Et puis, il y a le fameux Sven Iniesta. Celui qui invente dans le derniers tiers du terrain. En Ligue des Champions, 36 % des passes données par Kums sont arrivées dans les trente derniers mètres adverses. Plus d’une passe sur trois. Mais surtout, deux chefs-d’oeuvre. Une passe pour Milicevic, une autre pour Matton, et deux buts à la clé. Des buts desquels on ne retient que la passe. Tout simplement parce qu’avant qu’elle ne quitte le pied du maestro, personne ne l’avait vue. Pas même le réalisateur, pourtant chef d’orchestre télévisuel, homme qui voit tout à travers l’oeil des caméras. Tout, sauf les passes irrationnelles.

Sven Kums n’est décidément pas un scénariste comme les autres. Ses yeux ont toujours été partout, mais son nom n’apparaissait jamais nulle part. Jusqu’à ce qu’Hein Vanhaezebrouck fasse chanter ses pieds et incite les dix autres joueurs de champ à se mettre au diapason de la mélodie jouée par leur capitaine.

Avec un titre dans la poche en guise de contrat de confiance, l’ascension invisible de Sven Kums semble ne plus avoir de limites.
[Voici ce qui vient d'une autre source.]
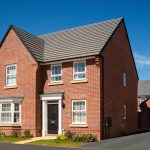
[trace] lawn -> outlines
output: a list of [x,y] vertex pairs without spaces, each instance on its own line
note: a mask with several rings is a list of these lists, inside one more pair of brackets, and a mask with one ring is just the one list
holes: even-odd
[[25,138],[22,137],[11,137],[11,136],[4,136],[0,137],[0,143],[13,143],[13,142],[18,142],[25,140]]
[[84,142],[73,142],[69,140],[39,140],[28,144],[58,147],[77,147],[85,144]]

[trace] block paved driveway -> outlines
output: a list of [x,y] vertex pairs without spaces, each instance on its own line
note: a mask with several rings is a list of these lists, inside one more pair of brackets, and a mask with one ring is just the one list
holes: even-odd
[[81,148],[86,150],[150,150],[150,132],[103,140]]
[[78,148],[0,144],[0,150],[150,150],[150,132],[103,140]]

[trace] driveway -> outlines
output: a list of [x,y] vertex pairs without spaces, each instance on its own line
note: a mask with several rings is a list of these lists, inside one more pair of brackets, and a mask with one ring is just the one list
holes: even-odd
[[103,140],[79,148],[0,144],[0,150],[150,150],[150,132]]
[[150,132],[103,140],[80,148],[85,150],[150,150]]
[[79,150],[79,149],[50,147],[50,146],[22,145],[22,144],[1,144],[0,143],[0,150]]

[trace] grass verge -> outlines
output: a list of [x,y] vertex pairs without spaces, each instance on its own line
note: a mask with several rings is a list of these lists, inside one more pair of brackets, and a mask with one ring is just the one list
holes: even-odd
[[43,145],[43,146],[58,146],[58,147],[78,147],[80,145],[86,144],[84,142],[73,142],[69,140],[38,140],[34,142],[29,142],[32,145]]
[[23,137],[11,137],[11,136],[4,136],[0,137],[0,143],[13,143],[13,142],[18,142],[25,140]]

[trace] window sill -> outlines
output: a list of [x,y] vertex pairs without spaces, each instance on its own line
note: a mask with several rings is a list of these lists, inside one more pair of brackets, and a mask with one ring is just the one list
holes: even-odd
[[87,128],[88,127],[87,124],[70,124],[69,126],[72,128]]
[[4,89],[16,89],[17,85],[12,85],[12,86],[4,86]]
[[1,127],[20,127],[21,124],[0,124]]
[[61,82],[50,82],[48,83],[48,85],[50,86],[53,86],[53,85],[63,85],[64,83],[61,81]]
[[76,83],[87,83],[88,80],[87,79],[84,79],[84,80],[72,80],[71,83],[72,84],[76,84]]

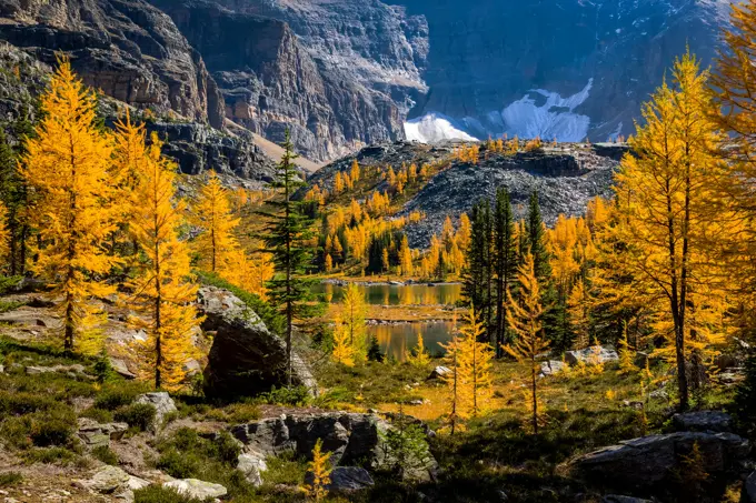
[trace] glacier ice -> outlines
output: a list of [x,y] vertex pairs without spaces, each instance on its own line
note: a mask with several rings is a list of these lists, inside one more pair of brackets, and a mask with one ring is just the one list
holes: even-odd
[[444,140],[477,141],[468,134],[465,127],[457,123],[450,117],[438,112],[429,112],[422,117],[405,122],[405,135],[407,140],[422,143],[435,143]]

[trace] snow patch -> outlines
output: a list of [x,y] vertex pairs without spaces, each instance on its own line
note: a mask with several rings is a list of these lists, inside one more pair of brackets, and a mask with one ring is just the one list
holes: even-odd
[[436,143],[444,140],[478,140],[465,132],[464,128],[464,125],[457,123],[450,117],[438,112],[429,112],[405,122],[405,135],[407,140],[422,143]]
[[575,113],[575,109],[588,99],[593,85],[594,79],[590,79],[581,91],[567,98],[544,89],[531,90],[530,92],[546,98],[546,103],[538,107],[530,94],[526,94],[509,104],[501,111],[506,133],[510,138],[517,135],[540,137],[544,140],[556,138],[563,142],[583,141],[588,134],[590,118]]

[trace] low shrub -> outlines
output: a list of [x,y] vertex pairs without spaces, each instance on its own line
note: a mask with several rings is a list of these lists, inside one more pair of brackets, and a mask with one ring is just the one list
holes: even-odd
[[37,447],[23,453],[27,463],[44,464],[71,464],[77,460],[77,454],[63,447]]
[[29,436],[39,447],[68,445],[73,435],[76,414],[68,406],[58,406],[31,414]]
[[89,418],[98,423],[112,423],[115,421],[113,413],[106,409],[98,409],[90,406],[79,414],[80,418]]
[[149,403],[133,403],[116,411],[115,419],[139,431],[147,431],[155,421],[155,405]]
[[23,475],[19,472],[0,473],[0,487],[9,487],[16,485],[23,480]]
[[117,385],[107,385],[102,389],[97,399],[94,399],[94,408],[115,411],[116,409],[129,405],[143,392],[145,385],[141,383],[132,384],[121,382]]
[[112,450],[108,445],[99,445],[92,449],[92,456],[96,460],[100,460],[105,464],[118,466],[118,454],[112,452]]
[[201,503],[193,497],[179,494],[175,489],[148,485],[133,492],[133,503]]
Des démonstrations sur l’air de la Ligue des Champions, un triplé dans le derby des Flandres, un Soulier d’or déjà promis à son pied droit. Et après ? Pourquoi pas un transfert vers cette Liga tellement faite pour lui ? Ou une invitation pour le voyage diabolique en France l’été prochain ? Après tout, ces Diables si souvent en manque de rythme auraient bien besoin d’un maestro qui pense plus vite que tout le monde.

PAR GUILLAUME GAUTIER – PHOTOS KOEN BAUTERS

Kums joue tellement vite qu’il provoque 2,7 fautes à chaque match. Autant qu’Eden Hazard ou Alexis Sanchez.